Румянец на ее щеках стал гуще. Она явно не восприняла его слова всерьез, но это и к лучшему.

– Признаюсь, мне переговоры кажутся немного… затянутыми. Совещания у короля в замке часто бывали бурными, велось немало споров, но они не были такими… серьезными.

– Хорошие переговоры должны быть именно такими. Хочу отметить, что большая часть работы была проведена с графом Разумовым и фон Хаасом заранее.

– Я поняла. Король уверен, что все самое важное происходит сейчас в Стентон-Холл, но я вижу, соглашения по главным вопросам уже достигнуты.

– Это вас тревожит?

– Нет, если это не отразится на благополучии короля и принцессы. Мне нравится наблюдать, как вы плетете интриги, стараясь соблюсти баланс между всеми силами. Знаете, он кажется довольно… шатким. Надо найти способ его упрочить.

– Это невозможно. Будь вы знатоком в игре, поняли бы, что баланс надо поддерживать постоянно, чтобы ни одна из сторон не перевесила, это пагубно скажется на остальных. В этом и состоит моя работа.

– И вашего дяди?

– У него намного больше опыта в таких играх, ведь он занимался ими дольше. Он настоящий мастер, знающий, когда отступить, а когда надавить. У меня еще нет столь тонкого чутья. Однажды я попробовал сделать выпад, и он оказался неудачным. С тех пор предпочитаю следить за сохранением баланса сил, как продавец в магазине за чашами весов, опасаясь перекоса или обвала, страшного, как лавина.

– Лавина? Что это?

– Это явление наблюдается в горах. Пласты снега, достигнув критической массы, сходят вниз, уничтожая все на своем пути.

– Снег на такое способен? На Иллиакосе нет снега, а тот, что я помню из детства, всегда был серым и грязным. Не могу представить, что он может разрушать.
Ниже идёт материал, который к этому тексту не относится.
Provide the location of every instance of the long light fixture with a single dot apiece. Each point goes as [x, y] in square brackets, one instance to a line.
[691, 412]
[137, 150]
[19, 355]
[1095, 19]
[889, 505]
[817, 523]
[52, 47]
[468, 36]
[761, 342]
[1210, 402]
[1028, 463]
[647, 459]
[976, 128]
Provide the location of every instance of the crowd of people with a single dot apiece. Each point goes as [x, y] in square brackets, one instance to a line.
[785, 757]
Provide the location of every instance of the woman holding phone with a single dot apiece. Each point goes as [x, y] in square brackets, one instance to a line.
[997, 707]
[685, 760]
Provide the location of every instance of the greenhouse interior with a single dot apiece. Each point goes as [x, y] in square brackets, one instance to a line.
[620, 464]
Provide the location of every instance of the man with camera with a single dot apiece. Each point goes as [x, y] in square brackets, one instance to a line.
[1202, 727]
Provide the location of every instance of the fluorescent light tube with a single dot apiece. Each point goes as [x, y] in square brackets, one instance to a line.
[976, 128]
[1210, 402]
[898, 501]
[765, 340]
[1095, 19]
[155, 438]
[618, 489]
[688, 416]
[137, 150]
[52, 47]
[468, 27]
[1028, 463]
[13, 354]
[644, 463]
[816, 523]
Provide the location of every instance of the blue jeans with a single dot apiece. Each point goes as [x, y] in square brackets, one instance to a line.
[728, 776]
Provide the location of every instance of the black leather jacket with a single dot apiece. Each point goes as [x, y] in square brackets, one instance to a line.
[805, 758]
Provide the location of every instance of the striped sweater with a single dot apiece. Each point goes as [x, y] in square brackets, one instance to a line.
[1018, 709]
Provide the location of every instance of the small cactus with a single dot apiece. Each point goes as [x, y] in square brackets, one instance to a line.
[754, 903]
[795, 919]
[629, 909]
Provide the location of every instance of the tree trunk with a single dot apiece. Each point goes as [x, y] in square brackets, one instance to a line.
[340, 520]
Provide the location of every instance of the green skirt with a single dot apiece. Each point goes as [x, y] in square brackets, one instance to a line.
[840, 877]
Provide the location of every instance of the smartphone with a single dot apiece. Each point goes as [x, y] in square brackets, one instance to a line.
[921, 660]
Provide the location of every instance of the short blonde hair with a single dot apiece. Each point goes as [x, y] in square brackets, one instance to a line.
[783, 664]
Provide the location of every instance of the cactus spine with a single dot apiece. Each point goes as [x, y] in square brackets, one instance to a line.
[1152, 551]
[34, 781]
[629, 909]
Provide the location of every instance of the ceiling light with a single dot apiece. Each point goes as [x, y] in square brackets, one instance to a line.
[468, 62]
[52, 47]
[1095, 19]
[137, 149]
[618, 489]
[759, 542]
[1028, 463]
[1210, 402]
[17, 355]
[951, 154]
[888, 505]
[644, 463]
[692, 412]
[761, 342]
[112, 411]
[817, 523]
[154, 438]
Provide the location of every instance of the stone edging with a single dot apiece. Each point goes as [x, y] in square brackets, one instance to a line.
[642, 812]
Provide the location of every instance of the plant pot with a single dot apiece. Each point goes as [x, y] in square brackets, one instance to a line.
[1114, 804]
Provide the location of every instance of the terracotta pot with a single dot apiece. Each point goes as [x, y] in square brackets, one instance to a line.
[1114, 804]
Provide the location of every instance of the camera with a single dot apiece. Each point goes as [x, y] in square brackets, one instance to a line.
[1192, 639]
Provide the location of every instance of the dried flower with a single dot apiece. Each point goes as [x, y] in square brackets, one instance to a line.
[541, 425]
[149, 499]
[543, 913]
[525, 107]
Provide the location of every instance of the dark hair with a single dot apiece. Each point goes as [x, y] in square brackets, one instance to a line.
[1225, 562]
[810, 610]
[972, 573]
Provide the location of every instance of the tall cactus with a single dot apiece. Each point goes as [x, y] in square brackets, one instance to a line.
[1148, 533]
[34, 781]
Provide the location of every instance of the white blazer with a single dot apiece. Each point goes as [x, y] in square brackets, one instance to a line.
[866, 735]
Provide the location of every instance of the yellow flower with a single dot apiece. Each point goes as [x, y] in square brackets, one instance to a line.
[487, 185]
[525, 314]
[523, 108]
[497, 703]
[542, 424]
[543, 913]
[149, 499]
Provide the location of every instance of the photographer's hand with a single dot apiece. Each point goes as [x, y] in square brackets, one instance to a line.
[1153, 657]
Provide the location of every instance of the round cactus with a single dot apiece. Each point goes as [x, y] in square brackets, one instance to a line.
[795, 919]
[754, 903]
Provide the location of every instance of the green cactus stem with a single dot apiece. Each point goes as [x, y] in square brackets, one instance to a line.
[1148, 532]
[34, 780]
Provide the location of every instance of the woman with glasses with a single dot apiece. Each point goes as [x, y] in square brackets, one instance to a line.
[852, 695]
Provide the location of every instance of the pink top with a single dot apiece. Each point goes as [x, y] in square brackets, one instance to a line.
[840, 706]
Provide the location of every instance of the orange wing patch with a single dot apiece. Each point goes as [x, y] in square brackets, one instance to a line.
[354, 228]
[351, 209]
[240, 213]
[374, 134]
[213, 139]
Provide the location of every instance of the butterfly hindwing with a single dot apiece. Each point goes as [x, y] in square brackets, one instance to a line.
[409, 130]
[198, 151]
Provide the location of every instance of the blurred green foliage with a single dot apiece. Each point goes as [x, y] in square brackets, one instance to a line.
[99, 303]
– Многое в этом мире обладает разрушительной силой при условии, что собрано в большом количестве и приводится в движение с достаточной энергией. Любая энергия может разрушить, если обладает мощью лавины. Моя задача как раз в том, чтобы регулировать количество снега, не дать ему накопиться в одном месте и сойти лавиной, что приведет к непоправимым последствиям.

– И как вам удается?

– Я знаю, что надо сделать, чтобы ослабло напряжение, как осторожно удалить ненужные фигуры с игровой доски. В данном случае Иллиакос – хороший пример. Страна балансирует, пытаясь сохранить стабильность во время напряженных отношений между Россией и Австрией, когда Франция подталкивает Россию отправить войска для урегулирования ситуации в Испании. Если это произойдет… Англия не выдержит войну. Это невозможно, если верно оценивать политическую и экономическую ситуации и, разумеется, людские ресурсы. Я не желаю, чтобы мужчины нашей страны расплачивались за ошибки нескольких высокопоставленных глупцов, не способных действовать тактически верно. Цена будет слишком высока. Иллиакос имеет небольшой вес в игре, однако порой и маленький камушек способен склонить чашу весов на одну сторону. Даже снежинка может дать толчок для схода лавины. По этой причине Иллиакос имеет для нас огромное значение, поэтому мы удаляем его со сцены. Вам придется простить меня за то, что я не даю возможности пожару вспыхнуть, как и за то, что наши переговоры оказались нудными и не такими яркими, как совещания короля Дария.